Post by Farrell In Vancouver » January 4th, 2013, 9:06 am

Thanks for the replies and advice gents.
I repaired three leaks. the first was rock damage at the lower right side-front tubes. The solder was not sealing well so I sweat it it off and started to clean the tube better. this was tough as I was trying to save the fin running in front. I noticed some thread sticking out of the hole, so I grabbed my tweezers and pulled. Behold! about ten inches of rag stuffed up into the core tube. This must have taken somebody a long time to do this.
Once removed, I blew the tube out with a bent needle and compressed air. I could hear the chunks of solder shoot into the lower tank, and shook it out onto the floor.

Next time I filled it with hot water and this showed separated joints/seams on the front and back sides of the lower tank. I highly reccomend Hot Water. This expands everything and shows leaks up up fast.
I filled and refilled the rad four times before I got the seams/holes soldered up.

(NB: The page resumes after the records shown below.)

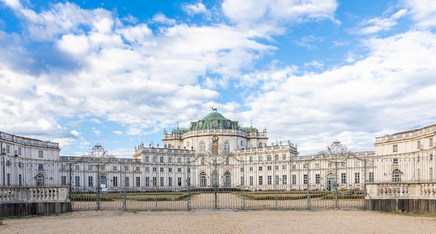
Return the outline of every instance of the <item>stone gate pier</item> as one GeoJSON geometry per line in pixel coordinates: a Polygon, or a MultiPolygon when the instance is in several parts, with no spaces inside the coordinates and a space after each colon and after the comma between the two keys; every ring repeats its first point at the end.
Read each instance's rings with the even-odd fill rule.
{"type": "Polygon", "coordinates": [[[366,184],[368,210],[436,213],[436,182],[371,182],[366,184]]]}
{"type": "Polygon", "coordinates": [[[68,186],[0,187],[0,217],[71,211],[68,186]]]}

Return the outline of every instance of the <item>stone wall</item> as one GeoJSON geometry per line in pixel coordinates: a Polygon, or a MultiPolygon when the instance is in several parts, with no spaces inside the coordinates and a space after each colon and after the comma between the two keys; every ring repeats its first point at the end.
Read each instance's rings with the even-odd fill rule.
{"type": "Polygon", "coordinates": [[[368,210],[436,213],[436,182],[368,183],[366,192],[368,210]]]}
{"type": "Polygon", "coordinates": [[[68,189],[68,186],[1,187],[0,217],[70,212],[68,189]]]}

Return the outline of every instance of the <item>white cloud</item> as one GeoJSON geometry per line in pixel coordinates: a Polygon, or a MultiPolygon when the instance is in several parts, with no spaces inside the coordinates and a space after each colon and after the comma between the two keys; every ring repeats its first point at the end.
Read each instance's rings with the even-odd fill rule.
{"type": "Polygon", "coordinates": [[[389,17],[375,17],[364,20],[360,23],[360,28],[354,29],[352,32],[357,34],[373,34],[389,31],[397,24],[396,20],[405,15],[407,12],[406,9],[401,9],[389,17]]]}
{"type": "Polygon", "coordinates": [[[182,7],[183,10],[189,15],[204,14],[210,15],[210,13],[206,8],[206,6],[201,2],[195,4],[186,4],[182,7]]]}
{"type": "Polygon", "coordinates": [[[76,130],[71,130],[70,132],[72,134],[75,135],[75,136],[80,136],[80,132],[76,131],[76,130]]]}
{"type": "Polygon", "coordinates": [[[411,9],[413,19],[419,29],[430,29],[436,26],[436,4],[433,0],[401,1],[404,6],[411,9]]]}
{"type": "Polygon", "coordinates": [[[161,24],[165,24],[169,25],[173,25],[176,24],[176,20],[169,19],[166,16],[161,13],[157,13],[153,15],[153,21],[161,24]]]}

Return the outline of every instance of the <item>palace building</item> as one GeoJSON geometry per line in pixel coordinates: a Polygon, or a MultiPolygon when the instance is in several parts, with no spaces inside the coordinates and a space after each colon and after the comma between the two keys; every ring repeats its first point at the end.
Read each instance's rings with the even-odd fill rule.
{"type": "Polygon", "coordinates": [[[131,159],[103,162],[59,156],[57,143],[0,132],[0,185],[71,185],[77,192],[363,189],[434,180],[435,136],[433,125],[377,137],[375,150],[348,152],[334,141],[325,152],[299,155],[296,143],[268,143],[266,128],[241,126],[212,109],[189,127],[164,131],[161,146],[140,143],[131,159]]]}

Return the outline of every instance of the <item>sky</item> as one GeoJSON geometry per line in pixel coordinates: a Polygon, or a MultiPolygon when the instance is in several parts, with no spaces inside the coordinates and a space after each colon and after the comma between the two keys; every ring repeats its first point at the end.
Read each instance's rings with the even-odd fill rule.
{"type": "Polygon", "coordinates": [[[129,158],[214,107],[374,150],[436,124],[435,29],[433,0],[0,0],[0,132],[129,158]]]}

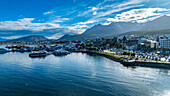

On the last fill, I dried the rad with blown air and ragged the tank down. waited a bit as the damp evaporated, then placed it on a clean dry piece of card board, standing straight up as it would on the truck.
Caution! These things are really heavy when filled with water. Get a helper and use your knees when lifting!
It takes about a hour for the water to cool and the tanks/tubes to shrink back down. When the fins were cool I moved the rad and found no more leaks or water showing.
I won't know for sure until I fire the engine, but it looks good to so far. I think I'll sand the outer steel bands
that encase the rad, and maybe try a little paint remover on the tanks. (must be twenty lavers of all kinds of paint), then give her a good coat of rad paint.
In the mean time I'll keep an eye open for a better tank, at least cosmetically better.